Schattenblick → INFOPOOL → EUROPOOL → POLITIK


INNEN/544: Trotz türkischer Militäroffensive - EU setzt weiter auf Deal mit der Türkei (Pro Asyl)


Pro Asyl - Pressemitteilung vom 8. Oktober 2019

Trotz drohenden türkischen Einmarschs in Nord-Syrien: EU setzt weiter auf Deal mit der Türkei

PRO ASYL wirft den EU-Innenministern angesichts der Eskalation der Türkei-Syrienkrise Totalversagen vor


PRO ASYL-Geschäftsführer Günter Burkhardt wirft angesichts des drohenden Einmarschs der Türkei in Nordsyrien den EU-Innenministern »Totalversagen« vor. Trotz der desaströsen Menschenrechtslage in der Türkei und der türkischen Militäroffensive in Nord-Syrien hofieren die europäischen Staaten weiter Erdogan. PRO ASYL wirft den Staaten Europas vor, die Entwicklungen in der Türkei nur unter dem Gesichtspunkt der Flüchtlingsabwehr zu betrachten. Burkhardt: »Innertürkische Repressionen gegen Oppositionelle, Verfolgungsdruck auf syrische und andere Flüchtlinge und nicht zuletzt die drohende Militäroffensive in Nord-Syrien, die viele Menschen neu in die Flucht schlagen wird, machen Erdogan zu einem Fluchtverursacher. Die EU verschließt konsequent die Augen.« Beim EU-Innenminister-Treffen in Luxemburg wurde einmal mehr die Partnerschaft mit der Türkei betont.

Zeitgleich ist für die in Griechenland ankommenden Schutzsuchenden weder Aufnahme noch Zugang zum Asyl geplant. Stattdessen baut der deutsche Innenminister ein neues Bedrohungsszenario von einer neuen »Flüchtlingswelle« wie 2015 auf und will die türkische Küstenwache stärken. Dass das Regime in der Türkei massiv Oppositionelle verfolgt und zur Flucht zwingt, wird unterschlagen. Vor Erdogans militärischer Offensive in Nord-Syrien verschließen die EU-Innenminister komplett die Augen. Dabei bahnt sich in Nord-Syrien die nächste Flüchtlingstragödie an - auf Betreiben Erdogans.

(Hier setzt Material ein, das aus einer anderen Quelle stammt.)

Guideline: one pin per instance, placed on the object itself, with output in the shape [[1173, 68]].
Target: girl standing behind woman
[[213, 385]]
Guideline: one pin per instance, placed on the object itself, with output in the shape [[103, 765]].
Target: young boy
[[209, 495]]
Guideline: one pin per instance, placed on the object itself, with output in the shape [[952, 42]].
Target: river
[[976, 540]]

Der Einmarsch der Türkei in Nord-Syrien wird zu einer weiteren Eskalation des Konflikts in Syrien führen und dürfte noch mehr Flucht und Verfolgung vor allem innerhalb der kurdischen Bevölkerung verursachen. Nicht zuletzt plant Erdogan, Millionen syrischer Flüchtlinge nach Nord-Syrien zu verfrachten, nachdem er die kurdische Bevölkerung von dort vertrieben hat. Dies wird längst vorbereitet: Die Situation für syrische Flüchtlinge in der Türkei verschlechtert sich zusehends. Die türkischen Behörden sind längst dazu übergegangen, Syrer*innen zu Hunderten aus der Türkei nach Syrien abzuschieben.

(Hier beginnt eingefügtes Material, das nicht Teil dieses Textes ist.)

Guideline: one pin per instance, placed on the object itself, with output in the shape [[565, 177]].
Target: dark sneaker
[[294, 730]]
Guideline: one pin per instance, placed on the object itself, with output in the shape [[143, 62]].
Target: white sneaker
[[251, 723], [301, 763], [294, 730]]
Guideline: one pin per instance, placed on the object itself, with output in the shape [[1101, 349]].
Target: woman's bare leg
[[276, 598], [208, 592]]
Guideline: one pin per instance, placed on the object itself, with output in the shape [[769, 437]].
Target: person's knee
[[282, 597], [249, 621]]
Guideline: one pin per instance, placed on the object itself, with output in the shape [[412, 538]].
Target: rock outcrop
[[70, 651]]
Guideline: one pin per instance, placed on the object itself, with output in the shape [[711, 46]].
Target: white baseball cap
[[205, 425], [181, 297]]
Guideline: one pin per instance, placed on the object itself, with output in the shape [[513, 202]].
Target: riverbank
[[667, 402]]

Der Vertreibungsdruck auf syrische Flüchtlinge nimmt zu, sodass mittlerweile viele gezwungen sind, auf die griechischen Inseln in der Ägäis überzusetzen - wo sie in vollkommen überfüllten Elendslagern landen. Das zeigen die Ankunftszahlen der vergangenen Wochen und Monate. Aber auch Afghan*innen, Iraner*innen und andere Schutzsuchende haben in der Türkei keinerlei Zugang zu einem Schutzsystem. Dies wurde nun auch öffentlich vom türkischen Parlamentsabgeordneten Yeneroglu (AKP) in deutschen Medien bestätigt.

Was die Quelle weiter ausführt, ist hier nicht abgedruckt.